This is a joint blog post by Anil Madhavapeddy and Lars Kurth
As in previous years, the Xen Project had a presence at OSCON again. This year, we did not have our own booth: Citrix donated some space to a number of different open source projects in their Open @ Citrix booth and the Xen Project gladly took this offer. Like in the past, we had volunteers helping out at the booth. I wanted to thank Anil Madhavapeddy, George Dunlap, Ian Campbell, Richard Mortier and Russell Pavlicek for their work.
Like in previous years OSCON was very buzzy. We met many existing Xen users as well as people who want to try Xen. We got two Xen related talks accepted into the OSCON program and we got great ratings by attendees. This is a big deal as getting talks at OSCON is difficult, because every project on the planet wants to have a talk at OSCON. You can check out Lars’ community talk here (slideshare) and Anil’s and Richard’s Mirage talk here. Another new thing, is that the Xen Project was approached by media outlets and publishers who specifically singled out the Xen Project to write about Xen. Community members who like writing, get in touch with me now!
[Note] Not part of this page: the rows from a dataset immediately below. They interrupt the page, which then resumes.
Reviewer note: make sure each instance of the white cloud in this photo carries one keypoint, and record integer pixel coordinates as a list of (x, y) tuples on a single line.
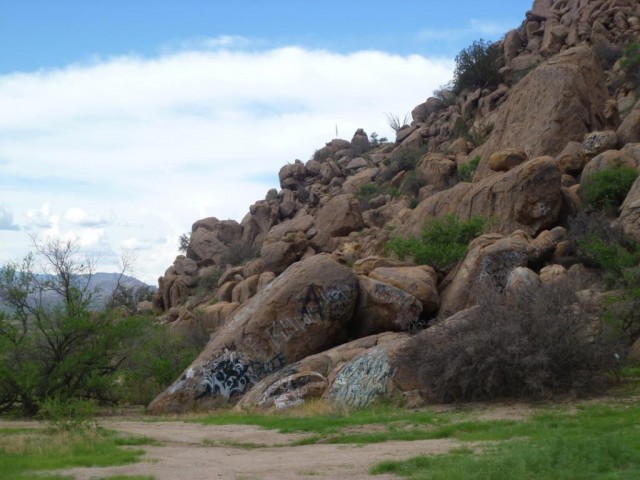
[(6, 218), (78, 216), (476, 28), (162, 142), (42, 217)]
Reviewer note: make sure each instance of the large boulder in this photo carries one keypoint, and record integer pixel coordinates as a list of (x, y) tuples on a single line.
[(420, 281), (340, 216), (382, 307), (630, 212), (310, 378), (527, 197), (302, 312), (490, 264), (558, 102)]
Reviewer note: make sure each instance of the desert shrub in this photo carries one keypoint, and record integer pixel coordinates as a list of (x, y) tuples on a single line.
[(630, 61), (477, 66), (155, 355), (601, 245), (405, 158), (368, 190), (183, 242), (510, 346), (411, 184), (396, 123), (475, 136), (443, 242), (465, 171), (607, 189), (445, 94)]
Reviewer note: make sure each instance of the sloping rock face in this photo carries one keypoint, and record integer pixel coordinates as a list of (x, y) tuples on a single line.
[(307, 268), (556, 103), (335, 374), (300, 313), (490, 263), (527, 197)]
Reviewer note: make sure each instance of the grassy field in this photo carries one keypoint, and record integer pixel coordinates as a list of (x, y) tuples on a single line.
[(590, 439), (25, 453)]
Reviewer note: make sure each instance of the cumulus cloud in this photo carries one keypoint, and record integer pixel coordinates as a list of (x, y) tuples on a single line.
[(164, 141), (78, 216), (6, 218), (483, 28), (42, 217)]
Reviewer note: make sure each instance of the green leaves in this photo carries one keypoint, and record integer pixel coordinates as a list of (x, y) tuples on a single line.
[(607, 189), (442, 243)]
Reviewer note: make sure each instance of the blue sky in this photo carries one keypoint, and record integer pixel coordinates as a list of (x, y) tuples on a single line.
[(123, 122)]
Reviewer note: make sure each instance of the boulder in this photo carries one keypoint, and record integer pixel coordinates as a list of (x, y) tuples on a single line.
[(309, 378), (420, 281), (421, 112), (630, 213), (608, 159), (558, 102), (382, 307), (366, 265), (505, 160), (340, 216), (528, 198), (629, 129), (489, 265), (302, 312), (572, 158), (280, 254), (353, 183), (598, 142), (360, 142), (437, 170)]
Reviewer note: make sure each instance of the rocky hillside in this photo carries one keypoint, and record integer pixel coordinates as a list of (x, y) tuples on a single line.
[(303, 299)]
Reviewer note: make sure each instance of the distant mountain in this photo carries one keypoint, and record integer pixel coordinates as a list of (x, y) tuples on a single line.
[(101, 284)]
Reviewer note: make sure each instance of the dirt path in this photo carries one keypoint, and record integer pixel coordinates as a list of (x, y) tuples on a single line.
[(192, 451)]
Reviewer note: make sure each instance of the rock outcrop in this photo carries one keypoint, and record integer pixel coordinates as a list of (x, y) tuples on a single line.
[(303, 300)]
OSCON is of course also about parties and networking, of which there was plenty. Of course this meant lots of beer, late nights and some difficult starts the next morning. As we are at beer: as part of the OSCON exhibition the Xen Project hosted a 10 year birthday party with Xen Project beer and cupcakes and a drawing for prizes. Russell did a great job (and as I may say had lots of fun doing so) as the Master of Ceremonies and managed to get people excited and talking about the Xen Project. But enough talking: pictures say more than words.
We’ve been working hard on Mirage OS as a Xen Incubator project for some time now, and so were really excited to give it a first public outing at OSCON. Mirage OS is all about synthesising extremely specialised guest kernels from high-level code, and so it was a natural step to self-host the slide deck completely in Mirage. Mort and Anil hacked on the slides until the last minute, and ended up compiling a self-contained microkernel an hour before the talk that worked flawlessly (of course).
You can check it the presentation at decks.openmirage.org, and the source code at github.com. We were probably the only talk at OSCON doing a “full stack” presentation: a custom version of Xen (with debugging support enabled), a custom microkernel running a fully type-safe OCaml TCP/IP stack, an OCaml HTTP framework, and a reveal.js-based slide deck and a turbo screencast of the slide deck being compiled (how very self-referential!).
The audience seemed to like the result, and there were good questions about how we planned to turn this prototype into a production-worthy developer framework. We’re currently working on stomping out the last few bugs in the tools to get a first developer preview out to start growing the external community more widely. The most exciting chat after the talk was with the authors of the Rust programming language at Mozilla, and we compared notes on combining the Mirage unikernel techniques with Rust’s runtime.
Mirage is also based on the OCaml programming language, and Anil attended a book signing at the O’Reilly booth that sold out in minutes. His new book, Real World OCaml is due to be published later this year, and there were quite a few people who wanted to learn more about practical functional programming. Xen uses OCaml in several places in its cloud toolstack, so it was great to be able to point people to the enormous Xen booth right next door when they wanted to find out more about who used the language in industry!
All-in-all, a thoroughly enjoyable and motivational visit to OSCON, and we’re looking forward to showing up with a more mature version of Mirage next year to continue to build the momentum that we’ve started this year.